WORLD / Middle East

Israeli Cabinet approves Mideast truce
Updated: 2006-08-13 21:46


"I'm not satisfied with the government," said Marchib. "We've been a month in shelters. With an army like ours and the war being stretched out for a month? There's definitely a problem. Our leadership has made some mistakes."

Others also expressed disappointment with the performance of the army, an institution generally held in high esteem in Israel, where national service is compulsory and many people have to serve as reservists into their 40s.

In 1967, Israel defeated the combined strength of four Arab armies in six days, and many Israelis appeared to expect a similarly powerful performance against Hizbollah this time.

Instead, Hizbollah's leadership is still standing, and up to 30,000 U.N. and Lebanese army troops are now expected to replace Israeli forces as they steadily withdraw from southern Lebanon.

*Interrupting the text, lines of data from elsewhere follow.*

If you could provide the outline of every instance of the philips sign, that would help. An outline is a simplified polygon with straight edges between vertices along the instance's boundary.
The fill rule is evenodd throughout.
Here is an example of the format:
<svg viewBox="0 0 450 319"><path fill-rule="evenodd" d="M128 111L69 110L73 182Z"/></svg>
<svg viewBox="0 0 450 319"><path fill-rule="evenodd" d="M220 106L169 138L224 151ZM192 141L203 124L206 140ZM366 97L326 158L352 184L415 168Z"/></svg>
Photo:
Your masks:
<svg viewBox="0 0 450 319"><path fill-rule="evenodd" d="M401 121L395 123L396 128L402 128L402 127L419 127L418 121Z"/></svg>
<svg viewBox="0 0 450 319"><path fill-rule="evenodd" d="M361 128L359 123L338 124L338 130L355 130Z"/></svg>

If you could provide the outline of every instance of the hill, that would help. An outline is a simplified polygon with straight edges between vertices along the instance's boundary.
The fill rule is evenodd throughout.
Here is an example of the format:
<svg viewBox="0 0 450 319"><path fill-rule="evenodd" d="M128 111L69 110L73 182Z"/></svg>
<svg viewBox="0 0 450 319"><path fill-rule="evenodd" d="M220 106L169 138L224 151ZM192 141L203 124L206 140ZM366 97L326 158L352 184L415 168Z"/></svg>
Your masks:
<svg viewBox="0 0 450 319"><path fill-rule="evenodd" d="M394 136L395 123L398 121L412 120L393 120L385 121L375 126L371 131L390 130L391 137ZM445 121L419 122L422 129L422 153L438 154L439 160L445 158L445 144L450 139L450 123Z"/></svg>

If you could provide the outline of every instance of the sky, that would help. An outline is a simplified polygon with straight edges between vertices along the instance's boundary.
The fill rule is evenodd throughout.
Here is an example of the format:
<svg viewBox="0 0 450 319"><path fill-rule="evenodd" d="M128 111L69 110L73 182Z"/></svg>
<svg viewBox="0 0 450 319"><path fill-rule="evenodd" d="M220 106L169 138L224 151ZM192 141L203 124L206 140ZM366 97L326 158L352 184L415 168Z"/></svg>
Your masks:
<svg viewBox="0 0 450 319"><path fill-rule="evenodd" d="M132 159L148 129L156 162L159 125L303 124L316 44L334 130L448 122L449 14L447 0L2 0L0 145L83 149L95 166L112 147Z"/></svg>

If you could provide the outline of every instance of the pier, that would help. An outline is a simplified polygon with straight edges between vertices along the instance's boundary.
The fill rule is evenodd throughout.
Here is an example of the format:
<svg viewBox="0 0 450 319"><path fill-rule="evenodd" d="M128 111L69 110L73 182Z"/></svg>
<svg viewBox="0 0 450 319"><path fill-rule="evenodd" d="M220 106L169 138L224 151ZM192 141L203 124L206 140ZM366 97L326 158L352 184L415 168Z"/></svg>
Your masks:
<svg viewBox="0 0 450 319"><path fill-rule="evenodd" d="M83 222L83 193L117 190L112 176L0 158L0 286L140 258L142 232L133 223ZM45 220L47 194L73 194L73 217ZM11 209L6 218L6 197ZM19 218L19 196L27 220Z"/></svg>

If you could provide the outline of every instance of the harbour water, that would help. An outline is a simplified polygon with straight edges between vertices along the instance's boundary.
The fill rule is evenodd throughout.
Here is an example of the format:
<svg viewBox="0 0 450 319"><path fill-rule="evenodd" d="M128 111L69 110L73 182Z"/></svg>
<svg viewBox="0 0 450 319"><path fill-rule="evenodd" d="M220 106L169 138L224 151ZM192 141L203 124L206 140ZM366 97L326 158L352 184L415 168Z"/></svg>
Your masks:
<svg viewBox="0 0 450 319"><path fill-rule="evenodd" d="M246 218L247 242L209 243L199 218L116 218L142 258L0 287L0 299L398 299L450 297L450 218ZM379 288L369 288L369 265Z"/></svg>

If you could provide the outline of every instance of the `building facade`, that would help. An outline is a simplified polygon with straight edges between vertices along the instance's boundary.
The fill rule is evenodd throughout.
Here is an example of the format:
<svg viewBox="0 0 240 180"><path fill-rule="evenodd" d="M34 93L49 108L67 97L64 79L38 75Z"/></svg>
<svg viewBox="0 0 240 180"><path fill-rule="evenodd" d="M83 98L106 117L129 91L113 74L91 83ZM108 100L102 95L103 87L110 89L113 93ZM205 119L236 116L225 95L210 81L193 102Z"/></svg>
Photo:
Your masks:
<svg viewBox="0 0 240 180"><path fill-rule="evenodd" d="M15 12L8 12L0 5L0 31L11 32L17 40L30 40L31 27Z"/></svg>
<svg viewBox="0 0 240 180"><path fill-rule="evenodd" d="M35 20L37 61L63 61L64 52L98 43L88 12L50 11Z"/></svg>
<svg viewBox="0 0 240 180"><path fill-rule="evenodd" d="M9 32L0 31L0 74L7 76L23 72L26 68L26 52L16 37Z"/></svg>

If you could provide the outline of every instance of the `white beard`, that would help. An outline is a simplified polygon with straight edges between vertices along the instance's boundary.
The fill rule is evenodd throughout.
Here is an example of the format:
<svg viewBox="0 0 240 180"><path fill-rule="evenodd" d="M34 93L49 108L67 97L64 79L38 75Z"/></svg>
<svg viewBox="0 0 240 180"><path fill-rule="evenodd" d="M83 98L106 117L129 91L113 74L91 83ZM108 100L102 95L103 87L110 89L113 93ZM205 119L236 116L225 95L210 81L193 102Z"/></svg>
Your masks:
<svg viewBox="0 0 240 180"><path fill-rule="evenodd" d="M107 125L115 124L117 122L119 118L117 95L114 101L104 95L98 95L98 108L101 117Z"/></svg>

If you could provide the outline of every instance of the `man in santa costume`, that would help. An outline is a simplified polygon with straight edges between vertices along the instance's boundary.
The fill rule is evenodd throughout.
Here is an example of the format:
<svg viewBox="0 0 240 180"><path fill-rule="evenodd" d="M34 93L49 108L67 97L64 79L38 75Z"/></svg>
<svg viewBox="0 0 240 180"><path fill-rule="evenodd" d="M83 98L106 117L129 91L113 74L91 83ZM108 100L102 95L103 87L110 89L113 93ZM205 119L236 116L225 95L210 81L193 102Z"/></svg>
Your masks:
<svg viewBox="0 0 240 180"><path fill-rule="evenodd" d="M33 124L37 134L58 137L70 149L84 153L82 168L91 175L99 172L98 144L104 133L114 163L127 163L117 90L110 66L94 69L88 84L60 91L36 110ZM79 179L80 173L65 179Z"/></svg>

"Every time the United Nations has helped we have a month or two of quiet, but in the end, Hizbollah comes back," said Zahava Agula, 50, a city worker from Maalot-Tarshiha.

"Even with the U.N. there, we will still be threatened, so we have to finish the job."

Goldman, the contractor, was even more pointed. "Our existence depends on the way we deal with terrorists and our enemies, and so far, it's been insufficient," he said. "A ceasefire now will only come back to haunt us."